I Was a Teenage Zombie (1987)

I Was a Teenage Zombie (1987) movie poster

director John Elias Michalakis
viewed: 08/03/2014

More than anything, I was wondering how John Elias Michalakis’ 1987 horror comedy I Was a Teenage Zombie got the Criterion treatment.  But it seems that it didn’t exactly.  It’s currently available on Hulu Plus via a Criterion package of “monster movies” but isn’t actually on disc through Criterion.

So that makes sense.

The other thing that I have to wonder is how Michalakis got such a sweet soundtrack for his movie.  It features an awesome theme song by The Fleshtones and tracks by “The Del Fuegos, The dB’s, Dream Syndicate, the Violent Femmes, The Waitresses, The Smithereens, Los Lobos, Alex Chilton and the Ben Vaughn Group” (per Wikipedia).  That’s pretty cool stuff.

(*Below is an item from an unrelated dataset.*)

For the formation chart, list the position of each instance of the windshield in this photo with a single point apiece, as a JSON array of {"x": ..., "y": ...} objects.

What I Was a Teenage Zombie really is is an oddball low budget horror comedy shot in and around New York City in the mid-1980’s.  Shot originally on 16mm and blown up to 35mm, it’s a weird semi-throwback to a 1950’s teen horror film, though these “teens” in their malt shop are pretty old for the parts and start all the trouble when they kill a drug dealer who ripped them off.  Dumping his body into the East River, which has been polluted with nuclear runoff, reignites him as a green zombie.

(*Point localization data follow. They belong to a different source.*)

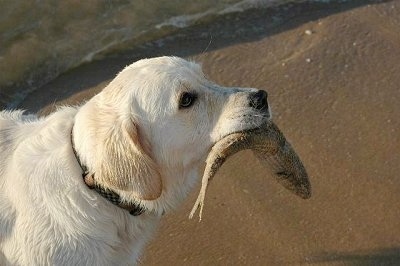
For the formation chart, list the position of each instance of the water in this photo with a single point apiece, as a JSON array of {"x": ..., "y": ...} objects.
[{"x": 40, "y": 39}]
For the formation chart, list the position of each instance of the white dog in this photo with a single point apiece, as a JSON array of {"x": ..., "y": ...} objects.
[{"x": 88, "y": 185}]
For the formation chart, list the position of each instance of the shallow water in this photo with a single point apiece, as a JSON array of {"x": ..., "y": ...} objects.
[{"x": 43, "y": 38}]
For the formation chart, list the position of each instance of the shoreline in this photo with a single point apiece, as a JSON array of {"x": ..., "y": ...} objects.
[{"x": 331, "y": 72}]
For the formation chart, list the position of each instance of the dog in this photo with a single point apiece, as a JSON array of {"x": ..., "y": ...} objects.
[{"x": 88, "y": 184}]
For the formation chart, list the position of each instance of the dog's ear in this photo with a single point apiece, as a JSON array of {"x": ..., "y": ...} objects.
[{"x": 125, "y": 164}]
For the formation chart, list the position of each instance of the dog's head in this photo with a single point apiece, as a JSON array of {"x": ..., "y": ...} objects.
[{"x": 154, "y": 124}]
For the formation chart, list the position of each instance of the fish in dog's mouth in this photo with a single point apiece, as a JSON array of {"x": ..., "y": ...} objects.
[{"x": 270, "y": 147}]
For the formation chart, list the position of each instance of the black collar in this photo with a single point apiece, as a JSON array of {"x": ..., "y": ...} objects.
[{"x": 108, "y": 194}]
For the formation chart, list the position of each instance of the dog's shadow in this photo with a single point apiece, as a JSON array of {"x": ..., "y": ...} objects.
[{"x": 385, "y": 256}]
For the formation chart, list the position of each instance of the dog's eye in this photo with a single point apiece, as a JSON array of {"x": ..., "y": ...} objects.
[{"x": 187, "y": 99}]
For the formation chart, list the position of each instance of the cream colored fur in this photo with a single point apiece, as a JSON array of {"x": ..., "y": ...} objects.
[{"x": 135, "y": 139}]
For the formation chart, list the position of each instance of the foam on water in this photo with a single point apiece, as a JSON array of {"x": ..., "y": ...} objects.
[{"x": 41, "y": 39}]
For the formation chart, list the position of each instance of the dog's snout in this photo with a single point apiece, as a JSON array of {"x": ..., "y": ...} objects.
[{"x": 258, "y": 100}]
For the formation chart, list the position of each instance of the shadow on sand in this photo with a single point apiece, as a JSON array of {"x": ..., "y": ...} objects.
[{"x": 386, "y": 256}]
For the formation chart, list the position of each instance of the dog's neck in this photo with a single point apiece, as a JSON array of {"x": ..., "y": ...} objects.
[{"x": 110, "y": 195}]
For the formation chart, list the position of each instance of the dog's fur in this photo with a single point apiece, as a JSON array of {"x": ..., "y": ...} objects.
[{"x": 135, "y": 139}]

The boys wind up getting killed off in part, leading them to resurrect their friend to fight the zombie.  Thus: teenage zombie!

It veers in tone from light seriousness to light humor to some really nice gore effects.  The final 1/2 hour kind of pulls the whole into redemptive fun.  I had mixed feelings until the final portion.  I ended up liking it.

It’s the kind of small-time project a bunch of friends probably worked on together, but got it played in the grindhouses of 1980’s NYC and the awesome soundtrack.  And now the Criterion attention.  I’m all for low-budget films and there is cool stuff to recommend it and make it more unusual than your average zombie flick.  At the same time, there are a lot of very cool low-budget horror films out there, so why this one over others?